Metadata-Version: 2.1
Name: opuscleaner
Version: 0.1
Project-URL: Documentation, https://github.com/unknown/opuscleaner#readme
Project-URL: Issues, https://github.com/unknown/opuscleaner/issues
Project-URL: Source, https://github.com/unknown/opuscleaner
Author-email: Jelmer van der Linde <jelmer@ikhoefgeen.nl>
License-Expression: MIT
Classifier: Development Status :: 4 - Beta
Classifier: Programming Language :: Python
Classifier: Programming Language :: Python :: 3.7
Classifier: Programming Language :: Python :: 3.8
Classifier: Programming Language :: Python :: 3.9
Classifier: Programming Language :: Python :: 3.10
Classifier: Programming Language :: Python :: 3.11
Classifier: Programming Language :: Python :: Implementation :: CPython
Classifier: Programming Language :: Python :: Implementation :: PyPy
Requires-Python: >=3.7
Requires-Dist: fastapi==0.78.0
Requires-Dist: pyyaml==6.0
Requires-Dist: uvicorn==0.20.0
Requires-Dist: xxhash==3.0.0
Provides-Extra: all
Requires-Dist: bicleaner; extra == 'all'
Requires-Dist: bifixer; extra == 'all'
Requires-Dist: fasttext; extra == 'all'
Requires-Dist: fugashi[unidic-lite]==1.1.2; extra == 'all'
Requires-Dist: hanziconv==0.3.2; extra == 'all'
Requires-Dist: laserembeddings[ja,zh]==1.1.2; extra == 'all'
Requires-Dist: more-itertools; extra == 'all'
Requires-Dist: pycld2==0.41; extra == 'all'
Requires-Dist: requests; extra == 'all'
Requires-Dist: sacremoses; extra == 'all'
Requires-Dist: spacy-pkuseg; extra == 'all'
Description-Content-Type: text/markdown

# OpusCleaner
OpusCleaner is a machine translation/language model data cleaner and training scheduler. The Training scheduler has moved to [empty-trainer](https://github.com/hplt-project/empty-trainer).

## Cleaner
The cleaner bit takes care of downloading and cleaning multiple different datasets and preparing them for translation.

### Dependencies
(Mainly listed as shortcuts to documentation)

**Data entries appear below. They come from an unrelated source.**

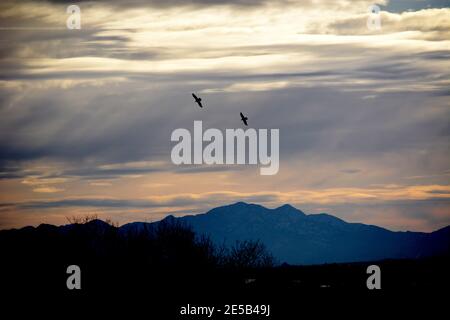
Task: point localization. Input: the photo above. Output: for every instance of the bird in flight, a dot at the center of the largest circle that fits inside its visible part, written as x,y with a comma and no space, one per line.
244,119
198,100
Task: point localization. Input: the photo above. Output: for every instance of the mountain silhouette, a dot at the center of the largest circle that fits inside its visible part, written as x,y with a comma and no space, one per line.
297,238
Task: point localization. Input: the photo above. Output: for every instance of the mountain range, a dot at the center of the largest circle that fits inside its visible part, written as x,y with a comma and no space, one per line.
294,237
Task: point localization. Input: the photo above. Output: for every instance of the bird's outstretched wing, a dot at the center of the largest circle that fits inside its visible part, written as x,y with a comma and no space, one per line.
198,100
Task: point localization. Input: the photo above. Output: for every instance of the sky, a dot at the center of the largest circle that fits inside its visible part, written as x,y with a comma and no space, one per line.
86,115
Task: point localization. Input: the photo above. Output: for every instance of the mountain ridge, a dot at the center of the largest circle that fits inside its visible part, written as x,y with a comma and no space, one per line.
298,238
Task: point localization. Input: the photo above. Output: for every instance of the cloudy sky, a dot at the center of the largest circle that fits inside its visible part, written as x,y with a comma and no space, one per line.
86,115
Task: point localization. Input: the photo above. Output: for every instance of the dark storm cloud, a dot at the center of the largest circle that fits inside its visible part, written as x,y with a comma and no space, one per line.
414,5
167,3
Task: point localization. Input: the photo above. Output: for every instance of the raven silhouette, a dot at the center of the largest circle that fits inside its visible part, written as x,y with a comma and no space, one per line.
244,119
198,100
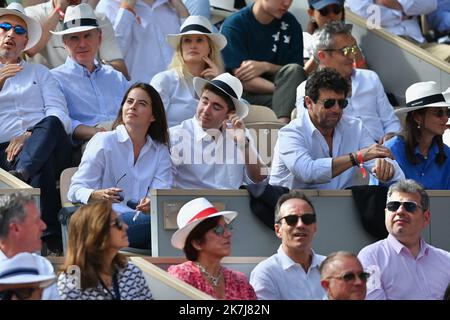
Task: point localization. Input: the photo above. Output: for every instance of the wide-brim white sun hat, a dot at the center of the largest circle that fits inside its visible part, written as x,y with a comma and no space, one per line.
197,25
191,214
423,95
24,268
34,29
78,19
230,85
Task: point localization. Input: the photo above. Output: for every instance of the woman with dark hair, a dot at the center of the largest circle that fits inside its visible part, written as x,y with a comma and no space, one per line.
124,164
321,12
204,235
420,151
96,234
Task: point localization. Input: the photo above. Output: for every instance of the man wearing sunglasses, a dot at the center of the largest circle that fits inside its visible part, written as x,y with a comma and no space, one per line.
21,229
335,47
35,126
343,277
293,272
404,266
265,52
319,149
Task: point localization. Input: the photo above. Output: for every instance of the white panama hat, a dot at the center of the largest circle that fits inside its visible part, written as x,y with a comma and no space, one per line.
191,214
78,19
197,25
230,85
24,268
34,29
423,95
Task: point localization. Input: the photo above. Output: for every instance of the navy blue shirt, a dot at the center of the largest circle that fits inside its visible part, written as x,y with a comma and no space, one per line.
279,42
427,172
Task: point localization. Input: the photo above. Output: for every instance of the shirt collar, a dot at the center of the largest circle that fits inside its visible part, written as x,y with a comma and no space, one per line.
398,246
287,262
78,68
122,136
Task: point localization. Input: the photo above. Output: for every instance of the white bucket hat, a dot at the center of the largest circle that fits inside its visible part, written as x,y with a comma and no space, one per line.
78,19
24,268
34,29
191,214
423,95
229,84
197,25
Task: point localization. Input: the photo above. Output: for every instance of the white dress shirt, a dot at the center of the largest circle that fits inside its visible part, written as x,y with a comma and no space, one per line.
394,20
142,40
202,162
302,157
45,268
177,96
280,278
109,156
27,98
368,103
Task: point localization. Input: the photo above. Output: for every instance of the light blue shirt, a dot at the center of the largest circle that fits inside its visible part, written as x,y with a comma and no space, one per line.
302,157
280,278
27,98
91,97
440,19
108,161
397,275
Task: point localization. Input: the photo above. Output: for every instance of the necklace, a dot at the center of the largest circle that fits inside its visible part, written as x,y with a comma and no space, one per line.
213,279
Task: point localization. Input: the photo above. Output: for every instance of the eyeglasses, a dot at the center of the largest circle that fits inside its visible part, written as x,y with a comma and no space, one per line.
17,29
351,276
409,206
440,112
117,223
336,9
330,103
345,51
292,220
20,294
219,230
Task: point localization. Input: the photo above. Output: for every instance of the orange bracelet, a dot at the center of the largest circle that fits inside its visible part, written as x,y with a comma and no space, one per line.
361,161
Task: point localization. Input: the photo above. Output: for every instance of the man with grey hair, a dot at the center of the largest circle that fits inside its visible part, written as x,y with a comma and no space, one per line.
293,272
21,228
403,266
343,277
335,47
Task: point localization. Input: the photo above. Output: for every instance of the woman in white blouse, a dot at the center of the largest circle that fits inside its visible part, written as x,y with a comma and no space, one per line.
122,165
197,54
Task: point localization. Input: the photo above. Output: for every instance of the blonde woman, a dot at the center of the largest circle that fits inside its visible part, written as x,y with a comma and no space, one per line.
96,234
197,54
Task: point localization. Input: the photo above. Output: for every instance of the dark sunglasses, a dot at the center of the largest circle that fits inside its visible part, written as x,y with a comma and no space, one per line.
327,10
292,220
408,205
219,230
330,103
440,112
117,223
351,276
21,294
17,29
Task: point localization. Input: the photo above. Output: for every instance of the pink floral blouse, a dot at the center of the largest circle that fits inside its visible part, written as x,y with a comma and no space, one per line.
237,286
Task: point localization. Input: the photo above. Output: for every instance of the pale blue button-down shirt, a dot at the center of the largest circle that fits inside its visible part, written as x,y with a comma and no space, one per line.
108,161
302,158
91,97
280,278
28,97
397,275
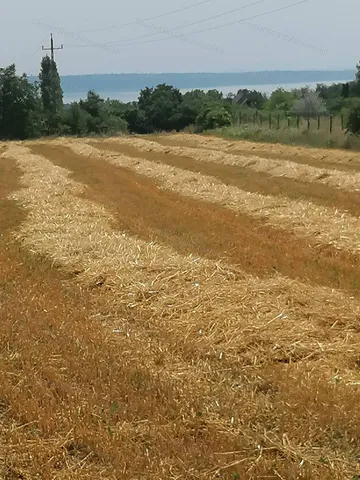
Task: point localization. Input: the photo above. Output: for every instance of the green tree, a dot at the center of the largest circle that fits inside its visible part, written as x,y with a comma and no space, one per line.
280,99
215,116
20,109
74,120
353,116
161,108
345,91
51,94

- [FastAPI](https://fastapi.tiangolo.com) as the base for the backend part.
- [Pydantic](https://pydantic-docs.helpmanual.io/) for conversion of untyped JSON to typed objects. And because FastAPI automatically supports it and gives you useful error messages if you mess up things.
- [Vue](https://vuejs.org/guide/introduction.html) for frontend

### Screenshots

List and categorize the datasets you are going to use for training.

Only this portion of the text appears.